Valentin sembla reprendre ses esprits, il se leva, jeta un regard derrière lui, crut discerner un sourire ironique sur les lèvres d'Emily, un air de triomphe sur le visage de Romuald. Ce fut plus qu'il n'en put supporter. Il porta ses deux mains contre son front et comprima un instant ses tempes.
— Il faut que je sorte ! balbutia-t-il après quelques secondes.
Sans attendre la permission, il prit machinalement son sac à dos et se précipita vers la porte de la classe. Au passage Tony tenta de lui faire un vicieux croche-pied que Valentin évita en shootant violemment dans la jambe tendue. Tony hurla. Valentin disparut sans refermer la porte derrière lui.

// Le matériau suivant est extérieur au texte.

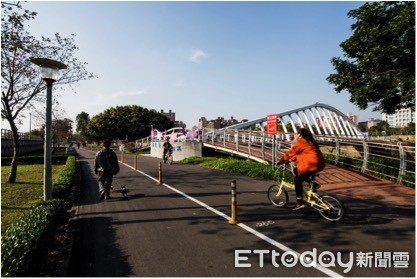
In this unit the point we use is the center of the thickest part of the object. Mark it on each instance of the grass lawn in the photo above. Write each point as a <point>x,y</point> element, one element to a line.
<point>27,191</point>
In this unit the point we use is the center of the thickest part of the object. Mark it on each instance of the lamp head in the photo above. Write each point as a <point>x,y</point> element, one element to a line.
<point>49,68</point>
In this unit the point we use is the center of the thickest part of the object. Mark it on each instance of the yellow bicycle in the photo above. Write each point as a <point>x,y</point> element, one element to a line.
<point>329,207</point>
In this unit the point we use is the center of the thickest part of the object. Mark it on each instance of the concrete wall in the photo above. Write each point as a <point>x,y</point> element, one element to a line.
<point>182,150</point>
<point>26,146</point>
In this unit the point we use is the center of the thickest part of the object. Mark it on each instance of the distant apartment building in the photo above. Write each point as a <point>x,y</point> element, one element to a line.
<point>353,117</point>
<point>202,123</point>
<point>171,116</point>
<point>400,118</point>
<point>365,125</point>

La classe, comme le professeur, étaient sidérés. Tony, les larmes aux yeux, tenait sa jambe gauche à deux mains en serrant les dents.
— Quelqu'un a-t-il une explication au comportement de Valentin ?
Beaucoup secouèrent la tête. Quelques-uns hasardèrent :
— Il avait l'air d'avoir mal à la tête.
— C'est la rentrée, il a peut-être mal au ventre.
— Monsieur s'il vous plaît, je peux le rejoindre pour savoir ce qu'il a ? demanda Gilles.
— Oui, allez-y.
Personne ne pouvait comprendre que Valentin ressentait une effroyable douleur au plus profond de son être intime, vivait l'intense peur de perdre ce qui comptait le plus pour lui, l'amour de celle pour qui il se sentait capable de déplacer des montagnes, d'affronter les plus grands périls, de risquer sa vie.
Valentin avait couru dans le couloir, poussé à la volée la porte anti-panique donnant sur la cour, foncé vers le gymnase qu'il avait contourné jusqu'à un passage sur le grillage aplati par les élèves désireux de s'absenter sans être vus. Il avait sauté la symbolique barrière et disparu au hasard des ruelles, des passages et des rues.
Gilles revint dans la classe quelques minutes avant la fin du cours.
— Je ne l'ai vu nulle part, dit-il, la mine ravagée, en secouant la tête.